Short paper based on discussions and presentations regarding
the importance of semantic modelling in process industries.
M. J. Neuer
Introduction
In recent years, the term digitalisation is used very frequently. Technically it refers to the conversion of analogue, in other words continuous, signals to discrete sample points. The latter can then be interpreted by computers. Let us therefore even put the term digitalisation in more simple words, defining digitalization as a mean to provide computers with information. It is a weak definition, but for the coming considerations this is quite convenient.
Sampling of signals as an example of the "First Digitalisation"
An obvious first example for data are signals. All various types of signals have been digitalised and this affected our daily life: our music went from vinyl records to tapes, both analogue media and lastly over compact discs to MP3 files, both representing the digital media. The same happened to video information, too, but later due to the bigger data volume involved with motion pictures. Let us call this type of conversion “first digitalisation”, termed in the most physical sense as sampling data points.
First digitalisation then applies to many information in our daily life, but essentially for industrial data. With the inflation of the world-wide-web, social media arised, spawning data volumes of extreme sizes. In the wake of these technologies it became obvious that we needed concepts to analyse and understand relations hidden in these data. The term Big Data [1]was coined, defined in terms of the big ‘v’s denoting data that is big in volume, exchanged with high velocity, exhibits a certain amount of veracity and contains a reasonable value to be extracted. Methods to handle such data were also rapidly developed [2],[3], finally leading to ways to analyse them [4]and getting impact and value [5].
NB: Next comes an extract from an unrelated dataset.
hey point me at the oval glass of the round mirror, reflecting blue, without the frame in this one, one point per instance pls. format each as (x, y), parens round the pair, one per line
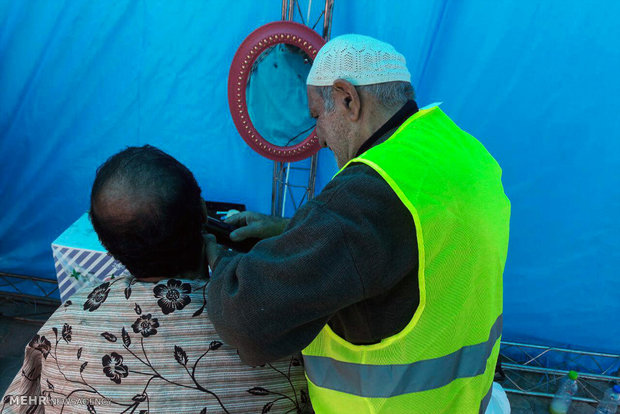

Compared to social media data e.g. originating from twitter, common industrial data is indeed much smaller. Even when pictures, video and audio information is included, industrial data streams tend to be smaller than social media traffic. Moreover, many industrial data are simply unused. Recorded for “in-case-of” scenarios, many data were not systematically parsed and just stored away. Upon realizing this drawback, activities were initiated to push the topic of exploiting data further into focus. Therefore, by today, several research projects are dedicated to the evaluation of large data streams coming from process chains. We may conclude that in a certain sense, the first digitalisation was successful, because data science as field is prospering and all industrial sectors have realized the impact potential.
Context
Let us now come back on our definition of digitalization. Implicitly, many people imagine data as tables with rows and columns. Sometimes, one may think about vectors or matrices. Now, please keep exactly this idea in mind and consider some vector of numbers, for instance a series of velocities that you reached with your car. Once these velocities are recorded, they are nothing else than numbers in a table. You can plot them in a diagram, look at them or use them for any kind of posterior analysis. For your computer, they are still just numbers. Numbers without any context. The computer does not know that they are velocities. This knowledge is added by you when you analysed the data, because you knew these values are recorded velocities.
We proceed by asking the question, can we give such a context information to the computer? And the answer is yes. First we define abstractly the term “car”. Next, we associate so-called state variables with the “car”, which are “position” and “velocity”, whereas “velocity” can be calculated by differentiating “position” with respect to “time”. Imagine we have these kinds of objects available, we could now tell the computer that there are even multiple cars. Each car being the instance of the object “car” we just defined in an abstract way. The computer does now know, that each of the cars must have an “velocity” associated with it. We can even go one step further and define the object “street”. “Streets” may have several “cars” on them. “Cars” have “engines” that influence the state variables, thus without an “engine” the “car” has the “velocity” zero. You can see, that with this way, we can supply context to the computer and the computer can start to deduce and perform inference.
Semantic modelling as "Second Digitalisation"
Of course, what we described here is semantic modelling. It is a second digitalisation which introduces a new type of information to the computer, information that does not originate from sampling signals, that does not come from sensors or any other automatic acquisition. Semantic information must be modelled and it is essentially different than just sampling data. Once the computer has a domain model of a “street” and the “car”, it can start to work with these terms. Especially in industrial data applications, semantic modelling and contextual sampling are currently still underrepresented.
References
[1] S. Yin and O. Kaynak, “Big Data for Modern Industry,” Proceedings of the IEEE, vol. 103, no. 2, pp. 143--146, February 2015.
[2] N. Marz and J. Warren, Big Data: Principles and best practices of scalable realtime data systems, ISBN 9781617290343, Manning Publications, 2015.
[3] M. Hausenblas and N. Bijnens, “Lambda Architecture Repository,” [Online]. Available: http://lambda-architecture.net/. [Accessed 07 Sept. 2016].
[4] S. Aggarwal and N. Manuel, “Big data analytics should be driven by business needs, not technology,” McKinsey & Co., June 2016.
[5] D. Court, “Getting big impact from big data,” McKinsey Quarterly, January 2016.